Cape Times E-dition

Facebook battle settled as Nuri Sushi owner gets sole rights


THE owner of the popular sushi outlet, Nuri Sushi, will finally have exclusive and sole administration rights over the business’s Facebook social media page following a court battle.

Owner, Bonny Levi, and ex co-owner Mehdi Pakdoust headed to court over the administration rights of the business’ Facebook page - which has more than 12 000 followers - after their business relationship soured.

Pakdoust had allegedly removed Levi as an administrator of the page and according to the judgment, “it has led to a Meta dispute spanning continents”.

Western Cape High Court Acting Judge Michael Bishop said: “In the end, it turned out it was all the fault of (the marketing manager)” who had unknowing to all parties opened a business manager page that threw a spanner in the works in handing over sole administration rites to Levi.

“A Facebook Page – unlike a personal Facebook account – is run by an ‘administrator’. The administrator must be a Facebook user.

“Pakdoust was a Facebook user and while he and Levi were still working together, he was an administrator of the Nuri Sushi page.
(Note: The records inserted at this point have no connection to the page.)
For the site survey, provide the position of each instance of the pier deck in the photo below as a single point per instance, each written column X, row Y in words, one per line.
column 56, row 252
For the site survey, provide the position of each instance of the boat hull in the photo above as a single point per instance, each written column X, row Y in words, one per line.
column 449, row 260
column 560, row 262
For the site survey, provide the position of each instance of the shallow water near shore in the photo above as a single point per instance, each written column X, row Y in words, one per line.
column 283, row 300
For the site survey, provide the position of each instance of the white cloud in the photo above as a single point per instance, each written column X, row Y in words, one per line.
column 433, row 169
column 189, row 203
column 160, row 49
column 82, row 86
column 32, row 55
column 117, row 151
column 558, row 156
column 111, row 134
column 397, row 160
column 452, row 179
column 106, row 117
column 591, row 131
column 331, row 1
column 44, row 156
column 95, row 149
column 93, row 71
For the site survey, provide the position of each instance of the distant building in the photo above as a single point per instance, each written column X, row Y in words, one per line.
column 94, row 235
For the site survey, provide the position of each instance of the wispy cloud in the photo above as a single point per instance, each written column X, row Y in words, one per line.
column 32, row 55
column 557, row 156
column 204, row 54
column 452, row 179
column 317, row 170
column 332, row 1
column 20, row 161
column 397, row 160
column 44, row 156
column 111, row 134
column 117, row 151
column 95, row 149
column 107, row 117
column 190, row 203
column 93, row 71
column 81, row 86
Levi was not a personal Facebook user. But he also acted as an administrator of the Nuri Sushi page through another of his businesses that did have a Facebook account – Eastern Food Bazaar. An administrator of a Facebook page has many powers. He can add content to the page. He can invite other Facebook users to become administrators of the page. And he has the ability to remove existing administrators.

“That is what Pakdoust did to Levi. On 26 April 2021, he removed Levi’s agent – Eastern Food Bazaar – as an administrator of the Nuri Sushi Page.

This seems to be have been the culmination of the dispute between the parties about Nuri Sushi. Fortunately, a month later, the parties were able to settle their disputes. Levi agreed to buy out Pakdoust’s share in Nuri Sushi for R1.5 million,” the judgment read.

A clause of this settlement was that Pakdoust disengaged on all social media platforms relating to Nuri and that he was to remove himself as the administrator and hand over to Levi all and any passwords and access information that may be required from time to time.

Acting Judge Bishop said: “This seems like a relatively simply clause… But it does not translate accurately into Facebook lingo. What Facebook required to transfer control was for Pakdoust to make Levi (or his agent) an administrator, and then remove himself as an administrator. It could not be achieved through the handing over of ‘passwords and access information’. It took two experts and American lawyers to figure out how to actually achieve something that ought to have been easy.”

During litigation it was found that the marketing manager “created the Meta Business Manager Page, without informing anyone” and because of this, the page could continue to exist.

“Pakdoust agreed to make Levi the administrator of the Facebook Page. Because of (the marketing manager’s) presumably well-intentioned changes, he was technically unable to do so. Until Meta told him how in April this year. Since then, he has been able to make Levi the administrator, and has refused to do so without further payment in the form of Levi compromising costs awards. Pakdoust was not entitled to any further payment,” said Judge Bishop.

Attempts to get comment from both parties were unsuccessful by deadline.